Mo Fan's whole body went rigid. He stared at Tang Yue — still smiling that gorgeous, disarming smile beside him — and found himself backing away several steps without meaning to, his face frozen, unable to get a single word out for a long, long moment.
Tang Yue kept smiling at him.
Mo Fan was the rare sort who neither feared demons nor bowed to gods — or, to put it plainly, the kind of person who was just a little unfeeling and not given to existential brooding. She had assumed there was nothing that could truly terrify him, and that even when he was scared, he'd keep his mouth running with dark, sarcastic commentary. But this time, the Sky-Scraping Serpent seemed to have struck him completely dumb, and Tang Yue felt a faint, impish satisfaction stir within her at the sight.

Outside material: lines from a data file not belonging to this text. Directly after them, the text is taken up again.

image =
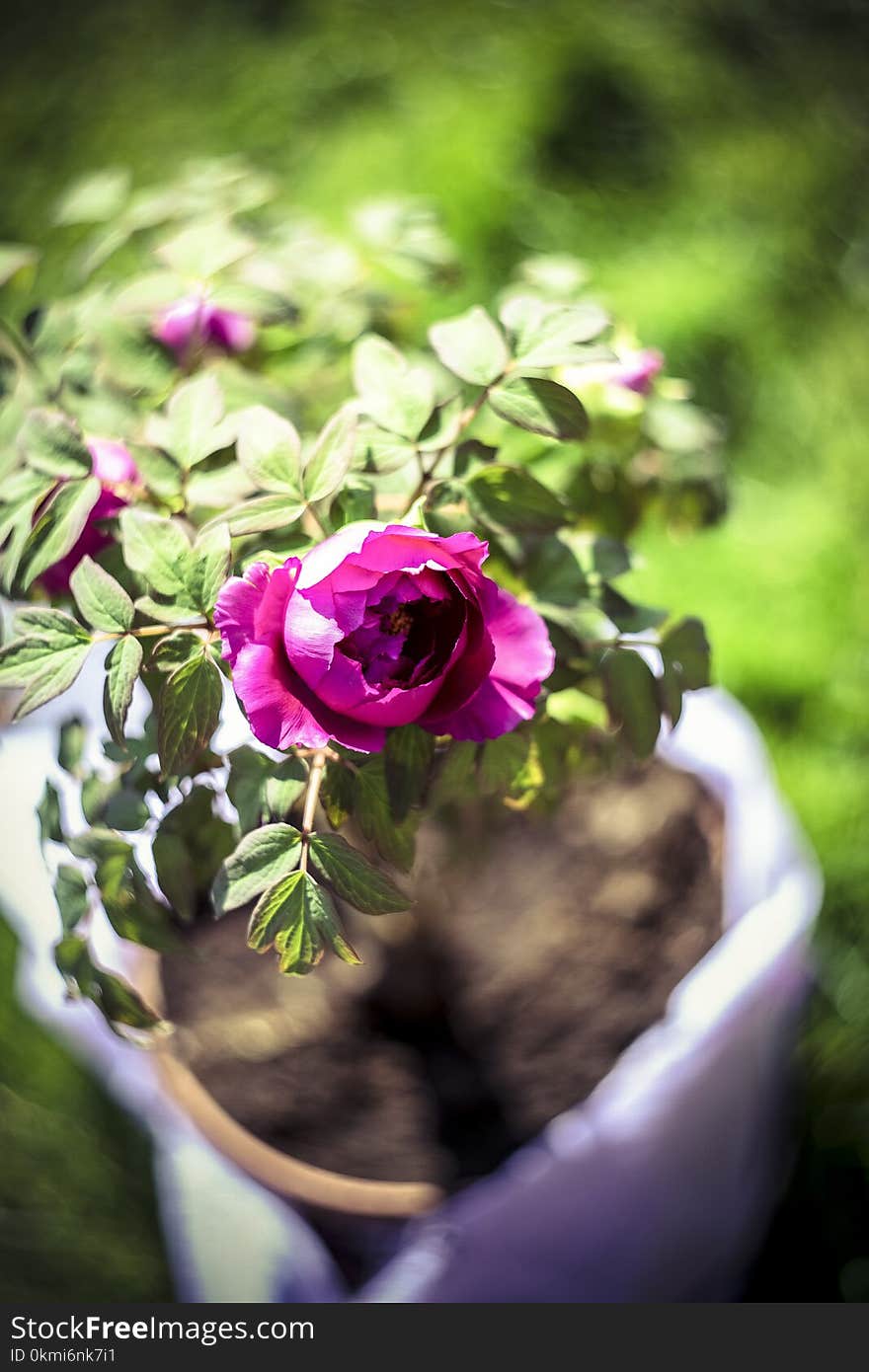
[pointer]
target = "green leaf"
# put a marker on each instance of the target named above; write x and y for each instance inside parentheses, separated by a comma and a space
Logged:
(48, 815)
(59, 526)
(17, 523)
(576, 707)
(116, 999)
(685, 653)
(456, 778)
(189, 713)
(542, 407)
(53, 626)
(209, 567)
(551, 335)
(94, 197)
(398, 397)
(14, 257)
(249, 771)
(173, 650)
(71, 745)
(394, 840)
(101, 598)
(503, 762)
(194, 421)
(338, 794)
(632, 696)
(71, 896)
(52, 445)
(31, 656)
(121, 671)
(189, 848)
(130, 907)
(261, 859)
(125, 808)
(168, 612)
(270, 450)
(686, 648)
(356, 879)
(331, 457)
(203, 250)
(513, 498)
(158, 549)
(263, 513)
(471, 345)
(161, 475)
(628, 616)
(59, 670)
(355, 502)
(283, 788)
(408, 756)
(298, 918)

"T-Tang… Teacher Tang Yue," Mo Fan finally managed, his voice halting, "please don't joke around like that."
"I'm not joking," Tang Yue said, still smiling.
"…You… your whole village — are you all snake-people?"

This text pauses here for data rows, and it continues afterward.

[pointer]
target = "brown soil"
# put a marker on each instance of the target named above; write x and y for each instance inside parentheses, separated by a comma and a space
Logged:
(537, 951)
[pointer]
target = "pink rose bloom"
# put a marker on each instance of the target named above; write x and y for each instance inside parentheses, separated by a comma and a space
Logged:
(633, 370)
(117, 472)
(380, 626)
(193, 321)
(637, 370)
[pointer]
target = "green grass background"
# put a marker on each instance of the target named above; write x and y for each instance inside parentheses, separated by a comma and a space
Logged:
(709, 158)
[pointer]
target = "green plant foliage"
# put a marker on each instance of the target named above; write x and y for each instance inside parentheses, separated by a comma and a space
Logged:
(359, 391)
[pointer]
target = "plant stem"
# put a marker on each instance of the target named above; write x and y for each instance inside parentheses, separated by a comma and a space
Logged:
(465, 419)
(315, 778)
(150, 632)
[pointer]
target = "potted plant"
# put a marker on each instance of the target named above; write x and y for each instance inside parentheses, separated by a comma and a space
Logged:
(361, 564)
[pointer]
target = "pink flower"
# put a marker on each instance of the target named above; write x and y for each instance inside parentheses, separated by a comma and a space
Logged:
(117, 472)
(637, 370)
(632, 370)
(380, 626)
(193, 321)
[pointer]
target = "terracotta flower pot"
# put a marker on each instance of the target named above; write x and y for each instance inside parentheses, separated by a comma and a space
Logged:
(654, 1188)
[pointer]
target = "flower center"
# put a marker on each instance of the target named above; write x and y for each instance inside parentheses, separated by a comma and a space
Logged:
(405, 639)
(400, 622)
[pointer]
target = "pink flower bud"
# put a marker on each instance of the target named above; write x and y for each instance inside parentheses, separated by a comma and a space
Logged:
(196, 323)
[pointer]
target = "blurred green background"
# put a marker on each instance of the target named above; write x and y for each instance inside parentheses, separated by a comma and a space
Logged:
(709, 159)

Tang Yue's eyes flew wide. "We are perfectly normal human beings, thank you very much!"
"Normal human beings who worship a snake as a god?" Mo Fan genuinely couldn't wrap his head around it.
"Did you ever pay a single moment of attention in history class?!" Tang Yue was thoroughly unimpressed with her inattentive student.
"Not really — but I'm all ears now." Mo Fan felt like his entire worldview was caving in around him.
"The history textbooks do mention it, but only briefly. It's one of our village's secrets — something we don't share with outsiders. Unless…" Tang Yue paused.
"Unless I marry into the village?" Mo Fan cut in.
"Please!" Tang Yue made a sound of disgust. "Who'd want someone like you — no manners, no virtue?"
"I didn't say with you specifically. Your village must have other girls," Mo Fan said with an impish grin.
"Come with me," Tang Yue said. "I want to take you somewhere."
"No way." Mo Fan shook his head firmly. "A village as peculiar as yours almost certainly has some kind of deranged human sacrifice ritual going on. I don't want to know your secrets, and I'm not going anywhere."
"…You have watched way too many movies!" Tang Yue didn't know whether to laugh or to throttle him.